Brazil's government is seeking to ban the sale of alcohol along highways and limit beer advertisements on television in a bid to reduce traffic fatalities and alcoholism in a nation know for its partying.
The government plans to put a bill to Congress for approval that would ban TV beer ads between 8 a.m. and 9 p.m. and restrict the use of images of young people or sports in the ads, Health Minister Jose Gomes Temporao said. The bill would also ban alcohol sales on highways.
"We're not restricting the consumption of alcohol - that is culturally accepted," he said. "Everyone drinks, Brazilians drink. ... The government strategy is 'damage control,' not prohibition."
Temporao did not say when the bill would be introduced to Congress. It was formulated by four ministries, including the Health Ministry.

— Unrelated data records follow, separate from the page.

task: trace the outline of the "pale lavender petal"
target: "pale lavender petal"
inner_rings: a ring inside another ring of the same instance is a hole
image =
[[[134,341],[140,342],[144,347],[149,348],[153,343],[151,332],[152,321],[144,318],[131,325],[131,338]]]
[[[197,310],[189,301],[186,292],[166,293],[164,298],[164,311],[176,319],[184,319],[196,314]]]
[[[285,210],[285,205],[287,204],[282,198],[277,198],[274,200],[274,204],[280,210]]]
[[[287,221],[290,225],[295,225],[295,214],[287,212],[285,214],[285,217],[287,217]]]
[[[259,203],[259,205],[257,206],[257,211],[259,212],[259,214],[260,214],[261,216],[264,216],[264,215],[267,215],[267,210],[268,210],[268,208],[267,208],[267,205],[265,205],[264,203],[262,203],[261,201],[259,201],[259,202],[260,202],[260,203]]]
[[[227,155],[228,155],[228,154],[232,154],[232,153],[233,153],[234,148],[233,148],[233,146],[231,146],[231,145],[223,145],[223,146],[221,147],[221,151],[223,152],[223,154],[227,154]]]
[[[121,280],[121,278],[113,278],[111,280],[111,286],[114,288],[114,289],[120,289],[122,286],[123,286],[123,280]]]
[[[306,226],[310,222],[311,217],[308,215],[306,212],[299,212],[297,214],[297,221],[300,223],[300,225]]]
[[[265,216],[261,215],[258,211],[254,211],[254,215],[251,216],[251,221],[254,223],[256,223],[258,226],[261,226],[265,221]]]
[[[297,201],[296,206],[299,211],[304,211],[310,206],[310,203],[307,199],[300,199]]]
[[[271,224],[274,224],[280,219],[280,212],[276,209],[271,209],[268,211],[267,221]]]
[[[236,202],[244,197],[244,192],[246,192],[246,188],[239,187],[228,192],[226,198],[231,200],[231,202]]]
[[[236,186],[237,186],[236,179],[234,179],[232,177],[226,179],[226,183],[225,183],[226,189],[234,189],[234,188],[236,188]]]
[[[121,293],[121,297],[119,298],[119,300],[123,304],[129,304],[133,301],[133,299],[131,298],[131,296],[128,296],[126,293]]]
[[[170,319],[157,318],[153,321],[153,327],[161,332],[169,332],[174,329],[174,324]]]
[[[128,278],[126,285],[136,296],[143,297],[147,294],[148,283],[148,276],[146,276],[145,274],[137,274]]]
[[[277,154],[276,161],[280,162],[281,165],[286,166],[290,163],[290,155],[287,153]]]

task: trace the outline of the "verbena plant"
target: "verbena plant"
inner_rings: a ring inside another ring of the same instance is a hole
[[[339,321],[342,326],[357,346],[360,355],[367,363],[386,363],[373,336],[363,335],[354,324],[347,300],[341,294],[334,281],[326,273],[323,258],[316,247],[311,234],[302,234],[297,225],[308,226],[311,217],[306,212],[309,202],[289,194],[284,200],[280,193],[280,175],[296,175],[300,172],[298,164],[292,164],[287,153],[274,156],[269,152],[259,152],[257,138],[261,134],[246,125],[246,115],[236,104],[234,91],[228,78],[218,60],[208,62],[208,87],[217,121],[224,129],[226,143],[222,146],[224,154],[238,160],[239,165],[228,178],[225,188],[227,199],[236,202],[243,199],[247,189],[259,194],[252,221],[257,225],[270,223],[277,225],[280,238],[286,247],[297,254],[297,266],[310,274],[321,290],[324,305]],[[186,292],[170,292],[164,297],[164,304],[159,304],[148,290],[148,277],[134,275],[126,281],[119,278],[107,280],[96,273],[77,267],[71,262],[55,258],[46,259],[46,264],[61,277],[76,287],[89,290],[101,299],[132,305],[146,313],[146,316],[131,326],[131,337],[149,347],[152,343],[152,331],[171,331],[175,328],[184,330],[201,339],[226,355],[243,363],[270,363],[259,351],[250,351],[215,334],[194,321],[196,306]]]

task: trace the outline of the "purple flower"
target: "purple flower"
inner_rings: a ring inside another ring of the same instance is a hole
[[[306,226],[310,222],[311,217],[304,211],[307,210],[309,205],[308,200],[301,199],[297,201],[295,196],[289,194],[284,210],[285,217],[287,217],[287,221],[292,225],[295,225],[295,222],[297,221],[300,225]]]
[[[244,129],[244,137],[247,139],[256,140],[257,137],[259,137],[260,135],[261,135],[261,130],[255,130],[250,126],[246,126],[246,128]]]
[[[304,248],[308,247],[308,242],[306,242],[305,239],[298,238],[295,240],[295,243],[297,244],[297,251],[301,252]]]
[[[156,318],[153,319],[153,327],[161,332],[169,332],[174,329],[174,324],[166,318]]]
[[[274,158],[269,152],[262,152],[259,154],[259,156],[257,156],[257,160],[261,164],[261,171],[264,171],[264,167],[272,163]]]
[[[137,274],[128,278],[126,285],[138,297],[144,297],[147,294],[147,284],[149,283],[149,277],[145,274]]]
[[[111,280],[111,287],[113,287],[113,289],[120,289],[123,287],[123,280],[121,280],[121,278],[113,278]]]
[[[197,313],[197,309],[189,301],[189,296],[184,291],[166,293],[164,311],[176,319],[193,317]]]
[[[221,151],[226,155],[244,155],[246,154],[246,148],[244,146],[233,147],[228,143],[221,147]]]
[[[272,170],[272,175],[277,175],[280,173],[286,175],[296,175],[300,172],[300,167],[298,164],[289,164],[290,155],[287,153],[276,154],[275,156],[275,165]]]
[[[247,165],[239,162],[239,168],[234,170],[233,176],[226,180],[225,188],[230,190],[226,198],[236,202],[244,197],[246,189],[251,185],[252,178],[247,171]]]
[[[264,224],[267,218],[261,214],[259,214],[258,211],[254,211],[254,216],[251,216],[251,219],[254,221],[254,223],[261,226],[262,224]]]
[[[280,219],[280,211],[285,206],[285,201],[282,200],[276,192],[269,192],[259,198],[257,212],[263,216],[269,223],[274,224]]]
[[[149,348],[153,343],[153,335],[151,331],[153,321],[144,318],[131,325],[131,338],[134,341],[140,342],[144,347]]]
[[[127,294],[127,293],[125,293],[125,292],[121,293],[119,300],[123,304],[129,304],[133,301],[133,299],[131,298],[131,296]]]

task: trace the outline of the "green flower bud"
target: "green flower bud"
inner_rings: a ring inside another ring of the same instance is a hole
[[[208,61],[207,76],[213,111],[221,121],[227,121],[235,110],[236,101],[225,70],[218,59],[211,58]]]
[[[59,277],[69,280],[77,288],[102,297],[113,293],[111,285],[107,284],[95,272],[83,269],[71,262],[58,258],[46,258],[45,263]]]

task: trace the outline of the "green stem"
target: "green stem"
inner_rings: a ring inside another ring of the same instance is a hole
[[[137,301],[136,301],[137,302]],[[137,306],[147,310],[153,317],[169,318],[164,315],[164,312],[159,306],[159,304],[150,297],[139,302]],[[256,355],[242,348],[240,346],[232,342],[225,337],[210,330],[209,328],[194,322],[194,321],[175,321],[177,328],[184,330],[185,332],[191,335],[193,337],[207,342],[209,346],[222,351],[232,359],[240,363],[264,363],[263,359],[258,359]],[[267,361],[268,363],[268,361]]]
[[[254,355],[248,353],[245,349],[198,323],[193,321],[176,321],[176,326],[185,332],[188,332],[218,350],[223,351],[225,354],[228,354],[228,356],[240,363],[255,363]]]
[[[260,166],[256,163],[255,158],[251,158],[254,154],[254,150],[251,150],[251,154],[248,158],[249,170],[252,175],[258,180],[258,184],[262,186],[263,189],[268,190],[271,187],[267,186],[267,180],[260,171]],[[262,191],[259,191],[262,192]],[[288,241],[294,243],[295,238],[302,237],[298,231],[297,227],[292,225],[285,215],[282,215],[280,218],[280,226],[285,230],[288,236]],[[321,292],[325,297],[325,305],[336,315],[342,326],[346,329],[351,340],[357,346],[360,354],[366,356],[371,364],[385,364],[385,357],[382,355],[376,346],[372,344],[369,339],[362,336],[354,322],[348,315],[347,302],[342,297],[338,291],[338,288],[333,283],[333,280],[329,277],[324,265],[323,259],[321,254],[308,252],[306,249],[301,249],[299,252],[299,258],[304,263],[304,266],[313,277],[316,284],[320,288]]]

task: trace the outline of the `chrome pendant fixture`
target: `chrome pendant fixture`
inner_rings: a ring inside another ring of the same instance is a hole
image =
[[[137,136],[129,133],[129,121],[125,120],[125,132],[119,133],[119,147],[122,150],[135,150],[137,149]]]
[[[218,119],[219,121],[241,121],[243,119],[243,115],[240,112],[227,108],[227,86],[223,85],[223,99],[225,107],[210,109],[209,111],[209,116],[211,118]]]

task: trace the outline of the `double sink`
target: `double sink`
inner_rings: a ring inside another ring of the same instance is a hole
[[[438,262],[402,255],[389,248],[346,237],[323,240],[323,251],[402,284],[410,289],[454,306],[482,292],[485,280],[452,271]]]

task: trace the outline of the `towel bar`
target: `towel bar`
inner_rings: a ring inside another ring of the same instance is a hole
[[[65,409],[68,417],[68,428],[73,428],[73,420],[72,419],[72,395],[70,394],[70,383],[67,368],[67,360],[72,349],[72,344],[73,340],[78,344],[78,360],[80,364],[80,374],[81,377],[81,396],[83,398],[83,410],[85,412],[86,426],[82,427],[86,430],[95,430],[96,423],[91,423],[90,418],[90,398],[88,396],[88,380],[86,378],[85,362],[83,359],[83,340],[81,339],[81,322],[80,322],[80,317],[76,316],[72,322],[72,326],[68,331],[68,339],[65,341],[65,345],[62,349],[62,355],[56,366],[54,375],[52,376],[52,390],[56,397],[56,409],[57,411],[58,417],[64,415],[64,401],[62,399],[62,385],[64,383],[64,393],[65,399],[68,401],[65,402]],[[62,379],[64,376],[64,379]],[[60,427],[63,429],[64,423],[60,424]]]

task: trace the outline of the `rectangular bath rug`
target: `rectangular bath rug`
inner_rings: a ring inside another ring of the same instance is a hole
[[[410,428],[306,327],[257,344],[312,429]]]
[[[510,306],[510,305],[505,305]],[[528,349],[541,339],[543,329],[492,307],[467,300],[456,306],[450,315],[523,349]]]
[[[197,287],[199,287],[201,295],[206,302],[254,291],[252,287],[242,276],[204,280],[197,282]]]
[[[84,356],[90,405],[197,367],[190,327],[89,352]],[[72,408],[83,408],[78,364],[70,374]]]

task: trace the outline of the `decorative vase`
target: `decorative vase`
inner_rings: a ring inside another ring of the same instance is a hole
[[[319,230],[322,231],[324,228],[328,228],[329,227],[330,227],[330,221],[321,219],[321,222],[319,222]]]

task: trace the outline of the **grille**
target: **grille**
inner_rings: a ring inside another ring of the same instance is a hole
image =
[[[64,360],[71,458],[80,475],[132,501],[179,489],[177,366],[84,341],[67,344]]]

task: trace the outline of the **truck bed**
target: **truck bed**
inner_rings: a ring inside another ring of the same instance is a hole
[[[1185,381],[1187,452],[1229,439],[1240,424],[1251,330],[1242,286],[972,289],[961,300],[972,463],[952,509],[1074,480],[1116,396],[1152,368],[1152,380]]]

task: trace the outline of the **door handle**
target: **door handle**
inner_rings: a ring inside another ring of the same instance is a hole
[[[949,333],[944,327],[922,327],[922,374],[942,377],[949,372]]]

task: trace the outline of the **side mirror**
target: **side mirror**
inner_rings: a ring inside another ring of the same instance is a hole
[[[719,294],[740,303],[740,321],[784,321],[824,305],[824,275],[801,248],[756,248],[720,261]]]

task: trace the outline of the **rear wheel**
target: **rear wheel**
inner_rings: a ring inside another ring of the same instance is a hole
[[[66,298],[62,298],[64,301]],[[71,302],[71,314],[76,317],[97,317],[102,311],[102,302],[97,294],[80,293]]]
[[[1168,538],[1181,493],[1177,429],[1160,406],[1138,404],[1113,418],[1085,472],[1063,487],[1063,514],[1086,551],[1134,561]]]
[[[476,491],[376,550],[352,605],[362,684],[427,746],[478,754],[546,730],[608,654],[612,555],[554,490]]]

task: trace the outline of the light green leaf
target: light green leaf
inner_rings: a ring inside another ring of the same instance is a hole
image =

Government statistics show that 61 percent of all traffic accidents last year in Brazil's four major cities involved the consumption of alcohol.
Drinking is rife among young Brazilians. The Health Ministry estimates that in 2005, about 75 percent of Brazilians between the ages of 12 and 16 had consumed alcohol at least once, and 12.5 percent said they were "dependent" on alcohol.
Temporao said countries like Portugal that restricted the sale of alcohol along highways have sharply reduced the number of accident-related deaths.